Reorder point problems and solutions
The reorder point formula helps businesses solve a wide range of inventory issues. But there are also some common problems associated with the formula itself. Remember that every business is different, and you may need to adjust things and add in other data points to create a formula that works for you. Below are a few common problems and solutions associated with the reorder point formula.
The reorder point formula assumes static lead times
Unfortunately, the reorder point formula assumes that your lead times will always be consistent. But this doesn't always work out for many businesses – think about an online auto parts store, for example. There are a wide range of factors that can cause blockages to stock availability, ranging from weather to supply chain issues.
It's difficult to calculate these issues manually. But to solve this common problem, it's crucial that you regularly review and update delivery schedules in your inventory system. This is the only way to ensure you have accurate reorder points.
Reorder point calculations are disconnected from customer satisfaction
Reorder points come from a wide range of stock and purchase factors – think daily average sales. But there's not a direct relationship in the formula to customer service and customer satisfaction. The formula focuses completely on stock turnover.
This is true. All inventory control practices are designed to satisfy orders as quickly as possible. But it's up to you to go above and beyond with additional service factors for total customer satisfaction. This includes following up on sales and sending out customer surveys to enhance your fulfilment process.
Inadequate safety stock formula cannot account for demand and supply variability
Ecommerce business owners often assume that safety stocks serve as a buffer for demand or lead times.
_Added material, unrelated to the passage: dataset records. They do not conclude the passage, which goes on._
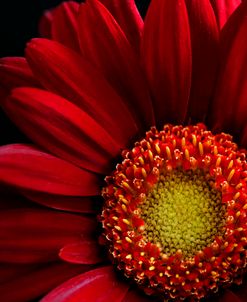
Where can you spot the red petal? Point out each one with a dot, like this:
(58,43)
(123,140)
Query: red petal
(64,24)
(223,9)
(244,138)
(45,24)
(26,167)
(97,285)
(10,272)
(137,296)
(62,128)
(204,39)
(128,17)
(71,76)
(29,236)
(121,69)
(167,58)
(37,283)
(231,89)
(229,296)
(15,72)
(82,252)
(65,203)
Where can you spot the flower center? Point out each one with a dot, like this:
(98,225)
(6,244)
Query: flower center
(183,212)
(175,212)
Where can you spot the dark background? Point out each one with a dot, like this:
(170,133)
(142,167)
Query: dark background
(18,24)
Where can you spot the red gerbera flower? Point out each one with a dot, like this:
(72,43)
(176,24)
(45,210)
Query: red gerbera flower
(174,216)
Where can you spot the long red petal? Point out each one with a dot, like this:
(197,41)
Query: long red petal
(45,23)
(205,43)
(223,10)
(66,203)
(69,75)
(37,283)
(82,252)
(128,17)
(121,69)
(244,138)
(15,72)
(229,296)
(231,89)
(167,58)
(29,236)
(135,295)
(62,128)
(26,167)
(64,27)
(97,285)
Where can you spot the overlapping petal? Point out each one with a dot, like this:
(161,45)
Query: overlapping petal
(82,252)
(62,128)
(27,167)
(223,10)
(36,236)
(205,44)
(83,288)
(166,55)
(231,89)
(37,282)
(128,17)
(128,78)
(69,75)
(64,28)
(15,72)
(79,204)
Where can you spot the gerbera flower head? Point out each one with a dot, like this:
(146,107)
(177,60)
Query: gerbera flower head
(174,210)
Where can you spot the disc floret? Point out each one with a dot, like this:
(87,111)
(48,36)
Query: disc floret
(160,262)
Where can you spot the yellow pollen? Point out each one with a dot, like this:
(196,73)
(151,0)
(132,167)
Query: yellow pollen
(183,213)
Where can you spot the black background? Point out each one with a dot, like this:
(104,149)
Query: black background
(18,24)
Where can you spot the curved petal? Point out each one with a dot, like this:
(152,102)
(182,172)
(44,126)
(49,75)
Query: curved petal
(96,285)
(83,252)
(26,167)
(231,89)
(205,43)
(229,31)
(135,295)
(244,138)
(35,236)
(229,296)
(166,55)
(34,284)
(66,203)
(121,69)
(15,72)
(62,128)
(128,17)
(64,27)
(223,10)
(44,25)
(71,76)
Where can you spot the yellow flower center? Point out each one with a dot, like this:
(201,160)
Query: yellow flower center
(183,212)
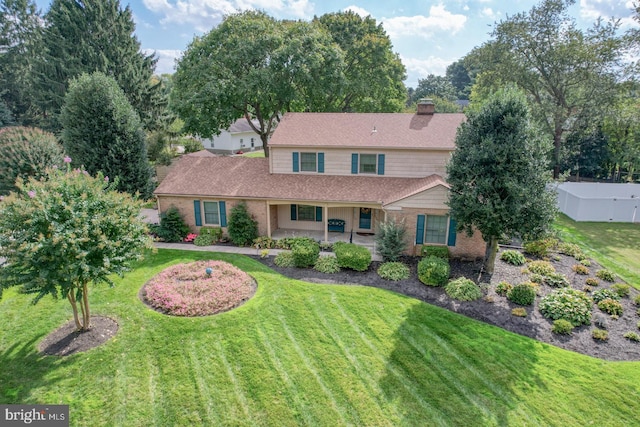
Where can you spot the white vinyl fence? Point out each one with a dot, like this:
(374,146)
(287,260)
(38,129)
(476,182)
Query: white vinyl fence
(599,202)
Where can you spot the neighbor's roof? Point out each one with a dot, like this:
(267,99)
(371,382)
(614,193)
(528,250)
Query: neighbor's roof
(249,178)
(393,130)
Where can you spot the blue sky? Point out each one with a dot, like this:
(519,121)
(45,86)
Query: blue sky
(428,35)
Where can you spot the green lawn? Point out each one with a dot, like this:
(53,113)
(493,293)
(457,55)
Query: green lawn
(614,245)
(304,354)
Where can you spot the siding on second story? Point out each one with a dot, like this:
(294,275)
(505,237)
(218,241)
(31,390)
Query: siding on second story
(376,144)
(359,161)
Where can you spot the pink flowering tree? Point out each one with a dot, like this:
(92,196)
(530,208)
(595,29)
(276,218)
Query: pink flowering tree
(65,231)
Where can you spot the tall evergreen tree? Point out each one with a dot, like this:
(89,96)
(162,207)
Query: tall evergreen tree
(499,174)
(20,38)
(103,133)
(94,35)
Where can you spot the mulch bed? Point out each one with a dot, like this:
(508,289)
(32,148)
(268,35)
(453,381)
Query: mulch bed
(498,312)
(66,340)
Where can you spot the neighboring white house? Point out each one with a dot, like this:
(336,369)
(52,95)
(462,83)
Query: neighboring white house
(239,137)
(599,202)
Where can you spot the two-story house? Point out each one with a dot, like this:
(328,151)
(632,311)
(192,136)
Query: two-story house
(331,175)
(240,137)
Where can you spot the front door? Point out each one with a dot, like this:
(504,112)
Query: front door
(365,218)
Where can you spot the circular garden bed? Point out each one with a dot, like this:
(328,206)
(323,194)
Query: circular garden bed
(198,288)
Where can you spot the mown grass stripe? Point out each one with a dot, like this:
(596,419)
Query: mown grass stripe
(402,379)
(240,397)
(363,374)
(293,393)
(314,372)
(204,393)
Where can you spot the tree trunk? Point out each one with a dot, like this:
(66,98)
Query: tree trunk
(74,306)
(490,255)
(85,303)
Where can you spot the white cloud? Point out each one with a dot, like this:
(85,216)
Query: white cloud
(204,15)
(166,59)
(421,68)
(358,11)
(619,9)
(439,20)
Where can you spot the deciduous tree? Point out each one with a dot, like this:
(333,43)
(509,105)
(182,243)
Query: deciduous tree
(103,133)
(567,72)
(498,174)
(24,153)
(62,233)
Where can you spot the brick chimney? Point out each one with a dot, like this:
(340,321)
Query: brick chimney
(426,107)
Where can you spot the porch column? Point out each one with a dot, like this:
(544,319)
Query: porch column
(268,219)
(325,220)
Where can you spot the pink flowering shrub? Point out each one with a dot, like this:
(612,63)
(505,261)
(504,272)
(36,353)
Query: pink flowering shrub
(187,289)
(190,237)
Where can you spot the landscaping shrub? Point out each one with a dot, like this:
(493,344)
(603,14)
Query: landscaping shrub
(463,289)
(610,306)
(503,288)
(433,271)
(562,326)
(204,240)
(284,259)
(438,251)
(172,226)
(242,228)
(600,334)
(352,256)
(522,294)
(264,242)
(513,257)
(391,240)
(305,253)
(556,280)
(601,294)
(601,321)
(393,271)
(540,248)
(580,269)
(327,264)
(622,289)
(606,275)
(569,304)
(199,288)
(592,281)
(541,267)
(519,311)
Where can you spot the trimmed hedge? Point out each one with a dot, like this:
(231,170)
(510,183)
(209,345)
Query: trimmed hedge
(433,271)
(352,256)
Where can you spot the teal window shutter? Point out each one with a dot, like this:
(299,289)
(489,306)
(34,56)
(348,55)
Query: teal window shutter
(380,164)
(451,240)
(196,211)
(296,161)
(420,230)
(223,213)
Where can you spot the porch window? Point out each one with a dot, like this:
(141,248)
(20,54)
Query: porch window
(436,229)
(306,213)
(211,213)
(308,162)
(367,163)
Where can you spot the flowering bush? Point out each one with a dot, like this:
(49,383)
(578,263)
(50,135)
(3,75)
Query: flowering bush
(187,289)
(569,304)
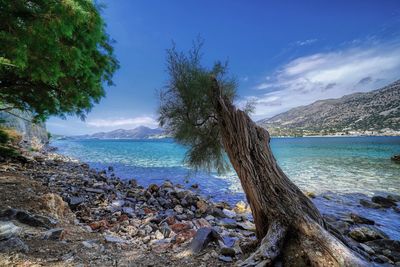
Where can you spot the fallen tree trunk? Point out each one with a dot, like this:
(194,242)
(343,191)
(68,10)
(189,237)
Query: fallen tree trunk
(287,222)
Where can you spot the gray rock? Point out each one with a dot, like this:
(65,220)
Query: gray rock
(54,234)
(225,258)
(114,239)
(228,223)
(74,202)
(13,244)
(8,230)
(384,202)
(366,233)
(202,238)
(369,204)
(227,251)
(381,245)
(94,190)
(359,219)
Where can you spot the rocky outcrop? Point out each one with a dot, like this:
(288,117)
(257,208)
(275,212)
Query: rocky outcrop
(373,113)
(21,121)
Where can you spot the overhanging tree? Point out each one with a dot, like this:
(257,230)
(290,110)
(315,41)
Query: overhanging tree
(55,56)
(196,107)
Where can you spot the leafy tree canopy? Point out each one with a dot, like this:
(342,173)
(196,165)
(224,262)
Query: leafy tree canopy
(187,110)
(55,56)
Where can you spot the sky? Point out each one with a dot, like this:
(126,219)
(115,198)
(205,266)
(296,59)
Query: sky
(283,53)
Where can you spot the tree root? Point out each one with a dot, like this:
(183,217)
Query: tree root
(270,247)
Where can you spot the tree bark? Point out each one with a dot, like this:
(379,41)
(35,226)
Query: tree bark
(287,222)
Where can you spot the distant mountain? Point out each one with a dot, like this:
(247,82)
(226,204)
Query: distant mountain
(141,132)
(373,113)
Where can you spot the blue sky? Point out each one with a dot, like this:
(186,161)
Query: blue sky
(283,53)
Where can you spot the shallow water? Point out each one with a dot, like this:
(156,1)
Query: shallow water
(346,168)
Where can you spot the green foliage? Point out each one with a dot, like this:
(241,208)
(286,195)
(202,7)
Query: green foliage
(186,107)
(55,56)
(4,138)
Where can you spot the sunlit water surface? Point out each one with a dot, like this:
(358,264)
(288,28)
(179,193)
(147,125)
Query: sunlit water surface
(344,168)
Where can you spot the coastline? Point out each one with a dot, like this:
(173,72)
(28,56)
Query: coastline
(124,222)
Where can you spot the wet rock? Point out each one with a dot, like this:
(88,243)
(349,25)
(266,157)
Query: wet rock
(227,223)
(369,204)
(225,258)
(165,230)
(361,220)
(366,233)
(113,239)
(241,207)
(184,236)
(33,220)
(54,234)
(392,248)
(201,223)
(202,206)
(13,244)
(202,238)
(384,202)
(247,225)
(129,211)
(8,230)
(394,198)
(178,227)
(74,202)
(310,194)
(227,251)
(54,205)
(95,190)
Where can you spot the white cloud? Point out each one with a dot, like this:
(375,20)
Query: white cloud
(327,75)
(306,42)
(123,122)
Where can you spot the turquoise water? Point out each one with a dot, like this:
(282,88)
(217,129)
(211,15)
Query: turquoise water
(345,168)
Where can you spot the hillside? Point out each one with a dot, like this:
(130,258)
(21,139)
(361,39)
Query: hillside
(372,113)
(141,132)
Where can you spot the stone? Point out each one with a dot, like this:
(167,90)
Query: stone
(114,239)
(229,213)
(241,207)
(247,225)
(364,234)
(54,205)
(8,230)
(33,220)
(202,206)
(201,223)
(165,230)
(361,220)
(95,190)
(384,202)
(54,234)
(184,236)
(13,244)
(74,202)
(129,211)
(310,194)
(202,238)
(379,246)
(367,249)
(227,223)
(178,209)
(225,258)
(178,227)
(227,251)
(394,198)
(369,204)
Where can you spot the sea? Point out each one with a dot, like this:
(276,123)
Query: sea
(338,170)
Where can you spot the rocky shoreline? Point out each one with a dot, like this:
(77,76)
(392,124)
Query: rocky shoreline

It certainly applies when demand and lead time are consistently predictable, but not so much during times of unpredictability.
The fact is that different businesses have different factors that will impact their supply chain – and in turn, their safety stock formula. You can use the common formula above, but you may need to make adjustments or add in additional data. Things like your reorder period, order quantity requirement, and upstream failure can affect your safety stock calculations.
Beyond the reorder point formula
As stated, reorder point calculations can also be performed manually, but automated reorder point calculators are faster and more accurate. And remember that the equation and each of the sub-equations to get your reorder points must be run for your entire product line.
In addition, you must update and run the formula often to ensure accuracy – especially for businesses affected by seasonality. It's highly recommended to opt for an inventory management program that can both run the calculations for you and analyse the data you put in.
These programs may come with additional costs, but you could actually lose more money by not making the investment.